Alongside these growth revisions, the unemployment forecast has taken a turn for the worse. Officials now expect the jobless rate to climb to 5.3% this year, a notable increase from the November prediction of a 5.1% peak. The unemployment rate is then projected to decline gradually to 5.2% in 2027 and 5.1% in 2028, which remains higher than previous forecasts of 5% and 4.8% for those respective years.

Inflation Trajectory Shows Encouraging Signs

The primary rationale for holding rates steady centres on the inflation outlook. The MPC's new forecasts indicate that the Consumer Prices Index (CPI) inflation rate is now expected to fall to the 2% target this year, a full year earlier than the previous projection of 2027. Governor Andrew Bailey stated, "We now think that inflation will fall back to around 2% by the spring. That's good news."

This accelerated decline is attributed in part to measures announced in the Chancellor's autumn budget, particularly a support package designed to reduce household energy bills from April. This intervention is anticipated to lower the typical annual energy bill by approximately £134 and contribute around 0.5 percentage points to the drop in the inflation rate. Additionally, officials have pointed to slowing wage growth as a factor that will help ease inflationary pressures.

The inflation rate is forecast to hover near the 2% target through to the end of 2026 before potentially dipping as low as 1.7% in early 2027.

Consumer Caution and Labour Market Pressures

The Bank's report sheds light on the underlying economic dynamics contributing to the subdued growth outlook. Consumer demand for goods and services has been lacklustre and is expected to remain "subdued through 2026". Firms have reported that rising unemployment and persistent concerns over the cost of living are weighing on household spending.
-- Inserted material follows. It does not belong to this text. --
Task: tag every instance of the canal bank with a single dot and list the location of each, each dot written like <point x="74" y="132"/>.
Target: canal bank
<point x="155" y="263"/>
Supermarkets have conveyed to the Bank that they are experiencing only "modest" volume growth, with consumers exhibiting caution in their overall expenditure and increasingly "forgoing treats". Wider pressures within the UK labour market are also cited as factors dampening economic growth.

Path Forward for Monetary Policy

Despite the decision to hold rates this month, the Bank has signalled that further reductions in the bank rate are "likely" later this year. Governor Bailey added, "All going well, there should be scope for some further reduction in the bank rate this year." This stance follows a series of six interest rate cuts over the past eighteen months, after rates reached a peak of 5.25%.

The Bank's approach reflects the typical central bank strategy of maintaining elevated interest rates to combat inflation while being prepared to reduce them if price pressures ease sufficiently or if greater economic stimulus becomes necessary. With inflation most recently recorded at 3.4% in December and set for a sharper decline from April, the MPC's current holding pattern aims to solidify the progress towards price stability.

Looking further ahead, there is a glimmer of optimism in the longer-term forecasts, with growth expected to lift to 1.9% in 2028, slightly above previous guidance. However, the immediate outlook remains one of cautious management as the Bank navigates the dual challenges of returning inflation sustainably to target and supporting a fragile economic recovery.